L'amitié ne s'embarrasse pas de connotations affectives et amoureuses dans son sens contemporain.

Mémé disait : "trente-six amis, trente-six ennuis" pas encourageant, faut dire qu'elle avait connu deux guerres qui lui portèrent, entre autres emmerdes, des amitiés trop intéressées pour être honnêtes.

Pépé chantait à tue-tête, effectivement il nous tuait la tête : "avoir un bon copain, c'est c'qu'y a d'meilleur au mon-on-on-on-de ………mieux qu'une blon-on-on-on-de……" et je ne sais plus les paroles ; ben alors Pépé et les amis, c'est pas bien les amis ? Ah les amis, on les découvre quand on est dans la panade, il disait comme ça Pépé, la panade ;  il n'y avait pas plus pire dans la vie que d'être dans la panade selon lui… pourtant il s'en fabriquait une pas piquée des hannetons velus tous les matin dans un grand bol : lait, quatre biscottes beurrées, confiture, six sucres et un trait de café bouillant… dégueulasse… euh bon… on sort du sujet là… scusez… 

Or donc c'est compliqué l'amitié, ça attire les ennuis en rafale alors qu'il faut être dans la panade pour s'en procurer, pas gai, pas juste, pas faux… pas ça…

Pour se fabriquer un ami d'abord faire des rencontres, ça c'est simple.

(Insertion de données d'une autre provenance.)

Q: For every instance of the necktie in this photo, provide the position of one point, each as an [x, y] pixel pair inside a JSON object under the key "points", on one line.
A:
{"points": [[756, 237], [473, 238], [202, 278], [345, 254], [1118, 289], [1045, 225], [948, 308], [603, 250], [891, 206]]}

Dans le tas, il peut se trouver quelqu'un d'attirant on ne sait pourquoi ni comment et c'est là que ça se complique l'affaire. Trouver quelques affinités communes pour se constituer un socle et y déposer confortablement cette amitié naissante puis l'entretenir de près, de loin peu importe mais il faut l'entretenir comme d'un arbre de plein champ ; un poil de délicatesse fera éviter les élagages violents mais préférer l'arrosage par temps sec, le réchauffage par temps froid, l'éventail par temps chaud, bref faut s'en occuper ; ne dit-on pas d'ailleurs "cultiver une amitié" ! Comme professe à peu près le renard mon cousin :"si tu veux avoir un ami, t'as qu'à m'apprivoiser" c'est dans un bouquin de St Ex. Voilà c'est ça, faut s'apprivoiser mutuellement, cela n'empêchera pas forcément une bonne engueulade par-ci par-là qui permettra de se réconcilier et de fortifier le plaisir d'avoir à correspondre, se retrouver, grandir ensemble dans l'esprit, cultiver les savoirs, s'épauler dans les coups durs. En ceci mon grand-père n'avait pas tort, quand il arrive un coup du sort le véritable ami ne se défausse pas ; il peut s'en déclarer d'autres qu'on n'avait pas soupçonnés dans une période d'adversité, un plaisir bien humain quand la panade s'installe, un réconfort précieux, sans notions utilitaires, précieux c'est tout.

Parfois c'est filial un ami… l'ami de la famille. Mon "ami de la famille" à moi m'a m'acceptée sans barguigner et de bonne grâce dans le cercle de ses affinités ce bon vieux monsieur ; il avait des emportements tragi-comiques quand il parlait politique avec son accent grec inimitable, des yeux de chien battu à l'évocation de son épouse disparue, égrillards quand il s'agissait de jeunes femmes. Il a déposé sa part de ce qui m'a formée, constituée ; décidément c'est très précieux un ami, même celui qu'on trouve tout fait dans le cercle restreint des tout proches parents.

Un ami c'est le réservoir attentif de tout ce qu'on a à raconter d'intime, de difficile à dire voire à avouer, il avale sans jugement mais pas sans discussions. Se fier à l'ami plus qu'a soi-même est probablement une grande réussite en matière d'amitié.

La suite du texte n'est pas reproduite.